The MPC stated that underlying disinflation continues, and there has been more moderating progress in wages rather than prices. Nonetheless, the committee is on the lookout for renewed inflationary pressures on wages and prices due to the recent increase in inflation.

UK GDP growth is slowing due to major factors, including geopolitical

The UK GDP growth is still low, and this is consistent with a gradual loosening in the labor market and slack in the economy. The BoE recognized downside risks regarding trade and fiscal uncertainty in Europe and other geopolitical factors, including some domestic factors.

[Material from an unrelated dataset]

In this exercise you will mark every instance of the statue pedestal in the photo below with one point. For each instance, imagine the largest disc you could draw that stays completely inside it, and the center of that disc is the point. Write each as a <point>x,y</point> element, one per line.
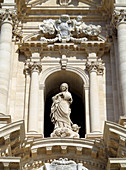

September forecasts held that the limited market reaction to the gilt announcement is expected to continue. Analysts are growing restless with the current BoE rate policy, with conflicting views on future monetary action. Sustained growth with a decline in inflation expected to continue is defined as a rate cut, while the remaining disadvantaged extreme sees an inflationary impact with positive growth. The continued Bank of England’s cautious tone suggests these future predictions will be determined from available and reliable economic data.

The road ahead: How the BoE intends to reduce inflation sustainably

The Bank of England’s continued evidence-based practices in its September decision suggest a significant amount of work still needs to be done. The Bank’s cautious tone suggests that any future rate adjustments will be data-driven and responsive to evolving economic conditions.

Former economist, Carsten Jung:

“The Bank was right to slow the unwinding of its economic support program – quantitative tightening. It has added unnecessary pressure on gilt yields at a time of global pressures”

The approach to selling gilt securities is having a restriction covering (due to a significant amount of work needing to be done to reverse inflation, selling assets will need to be done). The approach will be to maintain economic growth while reducing inflation from 4% to the target of 2% in a sustainable manner. According to Bailey, the rate cuts can still be exercised as the inflation target has been exceeded and economic growth is still fragile.